Fırsatları Kaçıran Bir Cambaz…
Yazar: Gizem Şimşek KayaC2 Motion Picture Group, Oddfellows Entertainment, Range Media Partners, Saturn Films ve Traffic. ortak yapımcılığında çekilen Longlegs, Türkiye’de gösterime girdiği adıyla Cambaz, filminin yönetmen koltuğunda The Blackcoat's Daughter (2015), I Am the Pretty Thing That Lives in the House (2016), Gretel & Hansel (2020) gibi filmlerin de yönetmenliğini yapmış olan Oz Perkins oturuyor. Senaryosunu da yönetmen Perkins’in kaleme aldığı filmin görüntü yönetmenliğini Andres Arochi üstlenmiş. Müzikleri Elvis Perkins tarafından yapılan filmin oyuncu kadrosunda ise Maika Monroe, Nicolas Cage, Blair Underwood, Alicia Witt, Michelle Choi-Lee, Dakota Daulby, Kiernan Shipka, Lauren Acala gibi isimler bulunuyor.
Filmin konusunu, bir türlü yakalanamayan ve gizemli metotlarıyla birçok insanın ölümünden sorumlu olan bir seri katili yakalamaya çalışan FBI ajanı Lee Harker'ın tüyler ürpertici soruşturma süreci oluşturuyor. Yetenekli ama tecrübesiz FBI Ajanı Lee Harker, yakalanması zor bir seri katilin çözülmemiş davasına atanır. Beklenmedik gelişmelerle gizli kanıtlar gün yüzüne çıkarken, Harker acımasız katille kişisel bir bağının olduğunu keşfeder. Başka bir masum ailenin hayatına mal olmadan önce onu durdurabilmesi için zamana karşı bir mücadeleye girişecektir.

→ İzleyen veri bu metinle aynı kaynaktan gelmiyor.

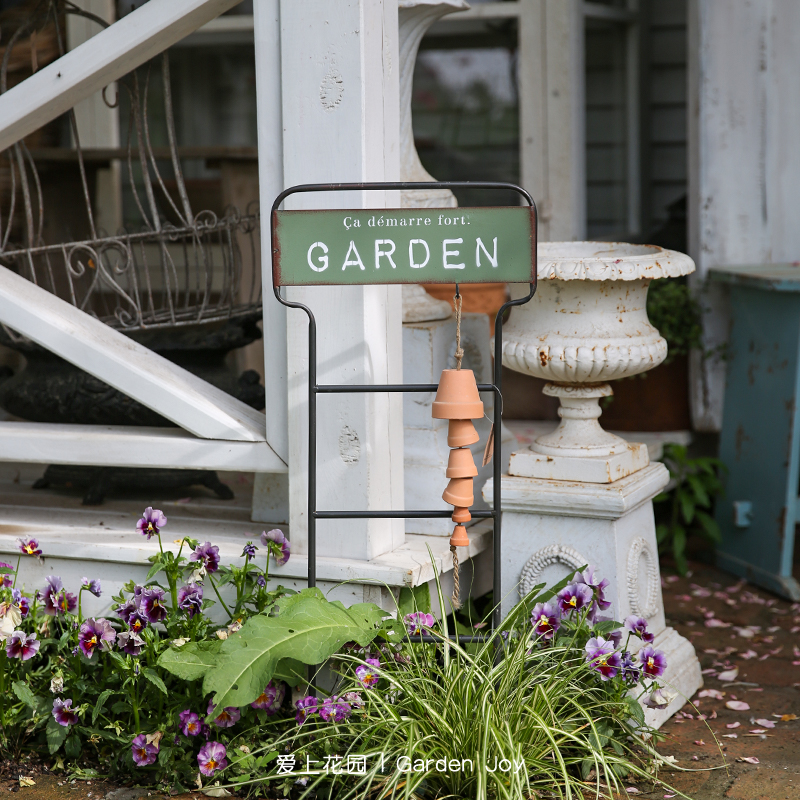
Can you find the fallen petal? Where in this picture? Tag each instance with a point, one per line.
(737, 705)
(728, 675)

Çekimleri ve sinematografisi başarılı olan, gerilim atmosferi de fazlasıyla iyi kurulan filmin oyuncularının performansları da oldukça başarılı. Karla kaplı tarlalar, açık kapılar gibi unsurlar korkuyu tetikleyici unsurlar olarak aralara serpiştiriliyor. Haliyle yavaş yavaş izleyiciyi filme çeken bir havaya sahip olan film, doruk noktasının ardından maalesef tepetaklak bir biçimde düşüşe geçiyor. Akıllarda yer eden The Silence of The Lambs (1991) ya da Se7en (1995) gibi seri katil filmlerine öykünse de bu filmlerin arasına katılmayı da bu bağlamda elinden kaçırıyor.
Lee Harker karakterinin insanlara karşı olan soğuk tavrı, kendini bulunduğu ortama adapte edemeyişindeki çaresizlikleri oldukça iyi bir biçimde izleyicilere yansıyor. Filmin sorunu ise bu denli iyi bir gerilim atmosferi yaratılabilmesine karşın, olay örgüsünün tahmin edilebilir bir şekilde ilerlemesi ve herhangi bir sürpriz içermeyen şekilde finale ulaşması. İyi bir biçimde yaratılmış karakterlerin adeta basiretleri bağlanmışçasına, daha birkaç sahne önce gördükleri olaylarla bağlantı kuramayarak tuzağa sürüklenmeleri, bir süre sonra izleyicilerin bu karakterlerle kurdukları özdeşleşimin parçalanmasına neden oluyor.
Longlegs adlı seri katili canlandıran Nicolas Cage son dönemdeki en başarılı performanslarından birini sergilerken, yüzüne takılmış olan maske ile adeta Mrs. Doubtfire (1993)’a benzemesi ise karakteri ciddiye almayı zorlaştırıyor. Seri katilin motivasyonunun nedenine değinilmemesi de izleyicilerin salondan tatmin olmamış şekilde çıkmalarına yol açacak olan başka bir sorun. Bütün bunlara bakıldığında, eksik yanlar giderildiğinde oldukça başarılı olacak bir film çekilme fırsatının, sanki aceleye getirilmişçesine elden kaçırıldığı da görülebiliyor.
Sonuç olarak Longlegs; sinematografisi ve kurmuş olduğu gerilim atmosferiyle başarılı olan ancak finalinde izleyicileri tatmin etmeyi elinden kaçıran orta halli bir film olmaktan kurtulamıyor.